The Washington Times
Published 7/20/01
Trigger unhappy
By Faith Whittlesey
The current U.N. Conference on Small Arms and Light Weapons has focused heavily on the perceived suffering of women and children and seeks, as a cure-all, to restrict severely if not ultimately ban guns, legal and illegal, except those in teh hands of the police and the military. There is even a large poster displayed in the room where delegates work to come up with a final program of action, with the words in big bold letters: "SMALL ARMS KILL WOMEN & CHILDREN."
Nothing is neutral about this U.N. establishment. Needless to say, there are no other posters visible to the delegates. No dissenting views are prominently displayed. The long-range outcome of the U.N. process is predictable, despite 2 weeks of non-stop speeches in New York.
The leaders of universal gun-control non-governmental organizations (NGOs) driving the U.N. conference agenda, particularly the Americans, appear to be upper-middle class, well-educated women who, no doubt, are well meaning but undoubtedly have had very few experiences in crime-ridden neighborhoods. Minority women who run small businesses in dangerous "hoods" would hold a different view. Sadly, they are not present. A pistol for self-defense empowers these minority women, freeing them from the debilitating fear of robbery, rape or even murder as they go about their daily routines – just as a few pistols also might have spared some victims in Rwanda from unspeakable cruelties there. The women of Rwanda, of course, couldn't call 911 for protection; nor does a call to 911 in American cities always guarantee a timely response from the local police.

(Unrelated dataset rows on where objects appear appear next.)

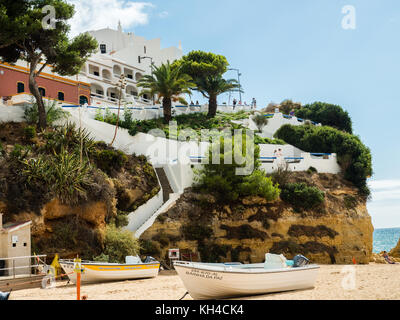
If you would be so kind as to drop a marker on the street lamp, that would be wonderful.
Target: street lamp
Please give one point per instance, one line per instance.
(151, 66)
(240, 88)
(121, 84)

The rule of law is the best guarantee of a peaceful world – not the law of totalitarians or authoritarians, but the morally ordered liberty of people who understand that a virtuous citizenry is the best protection from violence. When the culture that inculcates the values necessary for a peaceful society breaks down, the best protection for women (and women protecting children) is the right of self-defense with a firearm. The social breakdown that afflicts our inner cities has not yet hit the world of these upper-middle class NGO women – so they mistakenly focus on firearms rather than root causes, namely, societal and family dissolution.
Small arms are impersonal objects which can be used for good or ill depending on the character of the person or police force into whose hands they are placed. They can be used to prevent one's daughter from being taken to be raped in the Balkans, to resist a "necklace" torture killing in Haiti or fend-off rioting thugs from looting a small store in Los Angeles. Criminals do, indeed, inflict harm with small arms – also with knives and machetes. But to purposely disarm the vulnerable and innocent, as the proposed U.N. program of action seeks to do, only compounds the problem and misses the point. In sum, it is reckless.